You can provide your own format:

(ns example.core
  (:require [otarta.format :as mqtt-fmt]))

(defn extract-temperature []
  ...)

;; this format piggybacks on the string-format
;; after which extract-temperature will get the relevant data.
;; Otarta will catch any exceptions that occur when reading/writing.
(def custom-format
  (reify mqtt-fmt/PayloadFormat
    (-read [_fmt buff]
      (->> buff (mqtt-fmt/-read mqtt-fmt/string) extract-temperature))
    (-write [_fmt v]
      (->> v (mqtt-fmt/-write mqtt-fmt/string)))))

Node.js

You should provide a W3C compatible websocket when running via Node.js.
I've had good experience with this websocket-library (>= v1.0.28).
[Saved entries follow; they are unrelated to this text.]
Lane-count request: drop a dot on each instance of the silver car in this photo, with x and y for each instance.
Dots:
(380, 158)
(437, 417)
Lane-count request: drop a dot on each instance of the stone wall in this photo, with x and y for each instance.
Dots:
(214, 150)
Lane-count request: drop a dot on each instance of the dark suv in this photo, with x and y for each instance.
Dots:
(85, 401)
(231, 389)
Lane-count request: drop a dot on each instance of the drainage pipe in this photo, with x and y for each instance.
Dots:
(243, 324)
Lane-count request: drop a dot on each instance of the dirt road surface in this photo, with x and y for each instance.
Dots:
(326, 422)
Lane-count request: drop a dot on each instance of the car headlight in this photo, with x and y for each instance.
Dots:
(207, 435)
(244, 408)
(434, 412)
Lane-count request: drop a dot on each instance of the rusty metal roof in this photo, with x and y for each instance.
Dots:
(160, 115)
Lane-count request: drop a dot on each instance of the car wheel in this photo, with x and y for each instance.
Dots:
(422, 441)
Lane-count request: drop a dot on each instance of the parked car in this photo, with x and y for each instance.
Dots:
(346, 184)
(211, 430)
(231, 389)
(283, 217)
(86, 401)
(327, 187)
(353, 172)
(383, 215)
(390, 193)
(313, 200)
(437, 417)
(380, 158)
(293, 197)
With the library included in your project (see https://clojurescript.org/guides/webpack for details), the following will initialize js/WebSocket:

(ns example.core
  (:require [websocket]))

(set! js/WebSocket (.-w3cwebsocket websocket))

Limitations

  • only QoS 0
  • only clean-session
  • no reconnect built-in
  • untested for large payloads (ie more than a couple of KB)

Development

Testing

Via cljs-test-runner:

Via cljs-test-runner:

# once
$ clojure -Atest

# watching
$ clojure -Atest-watch

# specific tests
(deftest ^{:focus true} only-this-test ...)
$ clojure -Atest-watch -i :focus

# more options:
$ clojure -Atest-watch --help

Figwheel

# start figwheel
$ make figwheel

# wait till compiled and then from other shell:
$ node target/app.js

# then from emacs:
# M-x cider-connect with host: localhost and port: 7890
# from repl:
user> (figwheel/cljs-repl)
;; prompt changes to:
cljs.user>
;; to quickly see what otarta can do:
;; - evaluate the otarta.main namespace
;; - then eval the comment-section of otarta.main line by line

See CIDER docs what you can do.

Release

Install locally

  • (ensure no CLJ_CONFIG and MAVEN_OPTS env variables are set - this to target ~/.m2)
  • ensure dependencies in pom.xml up to date
    • clj -Spom
  • ensure pom.xml with new version
    • cp pom.xml{.template,}
    • gsed -i 's/$RELEASE_VERSION/1.2.3/' pom.xml
  • make mvn-install
  • testdrive locally

Deploy to Clojars

  • create (pre-)tag
  • push to CI

License

Copyright (c) 2018 Gert Goet, ThinkCreate
Copyright (c) 2018 Alliander N.V. See LICENSE.

For licenses of third-party software that this software uses, see LICENSE-3RD-PARTY.